RFC: Task Hook Inheritance #7306

Noah-Kennedy · 2025-05-05T16:56:33Z

Problem

Task hooks are the ideal mechanism for users of Tokio to implement their own telemetry. As they allow users to instrument actions such as spawning, termination, and polling, they give users a mechanism to instrument both the lifecycle and running loop of individual tasks.

Unfortunately, the current API does not offer a great way to track state between hooks. We offer a struct which contains an id which could be used as an index into an out-of-band map, but that requires expensive synchronization which is wholly unnecessary - the operations we expose via hooks are already implicitly synchronized by the runtime. More importantly however, it is often required that a tree of tasks be tracked together.

For example, Cloudflare has existing instrumentation for our legacy proxy stack that allows us to track the time spent processing a given request by an event loop, which we would like to carry over to new Rust proxy instances we are spinning up. We can safely assume that the sub-tree of tasks stemming from a top-level task are related, so if we could track state somehow across a tree of tasks in hooks, we could implicitly instrument a whole sub-tree without making invasive modifications to every crate in the tree which spawn Tokio tasks so that we can pass along context information and centrally record which task ids are children of which parents.

Solution

#7197 overhauls task hooks to use a harness trait object which provides implementations of task hooks. The user-implemented type can store whatever state the user wants to store. Propagation of parent-to-child state is handled by a hook which allows parent task harnesses to return a hook harness for a child which is being spawned. So long as default implementations are provided, adding new hooks will not be a breaking change.

Alternatives

I attempted to construct a mechanism to allow users to pass through a set of hooks which shared a generic type for their state to the runtime builder which tokio would box so that we could keep the existing API, but that could not be made to work with hooks passed to new tasks as explicit overrides to any inheritance when spawning, and was a nightmare to deal with. Another alternative which were explored included passing Box<dyn Any> to hooks to allow them to store whatever they wanted.

Both of those also required adding a hook which would be invoked when a parent task spawned a child so that parent tasks could marshall data via an OOB mechanism the user would come up with which the child task's spawn hook would pull in. The harnesses system accomplish the same thing, works quite similarly under the hood, and is much simpler to use.
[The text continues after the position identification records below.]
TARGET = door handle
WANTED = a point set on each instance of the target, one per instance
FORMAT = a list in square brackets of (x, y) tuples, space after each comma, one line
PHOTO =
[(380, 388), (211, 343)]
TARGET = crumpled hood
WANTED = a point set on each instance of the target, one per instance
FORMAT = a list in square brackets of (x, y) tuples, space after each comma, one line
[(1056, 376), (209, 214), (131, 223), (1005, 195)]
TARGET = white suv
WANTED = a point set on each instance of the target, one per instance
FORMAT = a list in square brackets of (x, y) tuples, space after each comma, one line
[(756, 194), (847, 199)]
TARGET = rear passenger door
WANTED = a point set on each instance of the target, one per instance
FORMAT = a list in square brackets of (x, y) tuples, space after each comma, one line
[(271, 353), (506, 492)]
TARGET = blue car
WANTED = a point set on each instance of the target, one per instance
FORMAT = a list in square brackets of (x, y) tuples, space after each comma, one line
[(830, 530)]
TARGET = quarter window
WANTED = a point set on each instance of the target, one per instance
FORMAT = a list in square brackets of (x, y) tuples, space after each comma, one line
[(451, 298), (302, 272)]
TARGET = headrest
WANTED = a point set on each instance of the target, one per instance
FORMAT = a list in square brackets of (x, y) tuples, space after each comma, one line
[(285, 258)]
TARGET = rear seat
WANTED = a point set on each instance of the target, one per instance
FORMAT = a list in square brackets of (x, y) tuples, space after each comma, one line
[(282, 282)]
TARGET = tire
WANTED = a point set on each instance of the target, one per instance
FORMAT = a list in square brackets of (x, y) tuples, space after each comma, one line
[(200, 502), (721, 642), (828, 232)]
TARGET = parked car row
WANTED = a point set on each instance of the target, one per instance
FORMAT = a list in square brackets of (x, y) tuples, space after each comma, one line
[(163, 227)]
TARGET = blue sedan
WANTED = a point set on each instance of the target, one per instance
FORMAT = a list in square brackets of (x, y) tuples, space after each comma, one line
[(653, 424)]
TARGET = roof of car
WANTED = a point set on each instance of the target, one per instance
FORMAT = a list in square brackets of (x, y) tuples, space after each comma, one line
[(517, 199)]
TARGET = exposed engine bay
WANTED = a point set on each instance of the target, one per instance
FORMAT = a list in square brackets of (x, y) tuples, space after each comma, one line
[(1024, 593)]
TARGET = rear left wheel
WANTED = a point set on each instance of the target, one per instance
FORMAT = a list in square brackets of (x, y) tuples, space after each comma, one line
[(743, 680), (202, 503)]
The text was updated successfully, but these errors were encountered:

jlizen · 2025-05-06T17:30:42Z

This seems very useful to me. Just earlier today, I was helping somebody figure out how to instrument a task to accomplish very similar goals.

Their specific use case was, they had a body they were returning in a hyper-based server handler, that contained a stream to data from a secondary backend service.

They wanted to know, what portion of e2e latency came from their backend service (IE the streaming body future), versus a slow client taking a long time to read from the socket, versus scheduling delay or other overhead. So the on_top_level_spawn, before_poll, after_poll, and on_task_terminate would all be handy for calculating metrics. Probably on_child_spawn too to let them differentiate a slow client from scheduling delay and other overhead - though probably that belongs more in Hyper as a turnkey thing.

Presumably the proposed API would also be useful for simplifying tokio_metrics::TaskMetrics. As well as implementing tokio-rs/tokio-metrics#75 (tasks-specific rather than aggregated metrics).

The main thing I DON'T see that might be nice, would be an on_wake hook. You need that to capture scheduled vs idle duration. Today tokio_metrics handles this via an ArcWake implementation. You could do that with these, too, so it's not the end of the world not to have it, but it might improve ergonomics.

conradludgate · 2025-05-07T13:52:52Z

A few things came to mind regarding the current impl:

on_child_spawn feels quite limiting. I can call spawn_with_hooks to set custom hooks but I can't have variable behaviour in on_child_spawn.
While I can use spawn_with_hooks to configure the hooks for different tasks being spawned, I cannot access the current task hook.
Is it possible to set a task hook for the block_on(..) task?
Is it possible to use task hooks across runtimes - via Handle::spawn(..).
Should there be hooks for spawn_blocking?
Can the on_task_terminate method get more information about the termination status: cancelled/panic/completed.

Some changes I think I'd want as a result:

If using tokio::task::Builder, it would be nice to be able to specify task arguments. I'm not sure what format this would be in - perhaps just Box<dyn Any>, where the task hook must downcast. Additionally, getting the task name would also be nice.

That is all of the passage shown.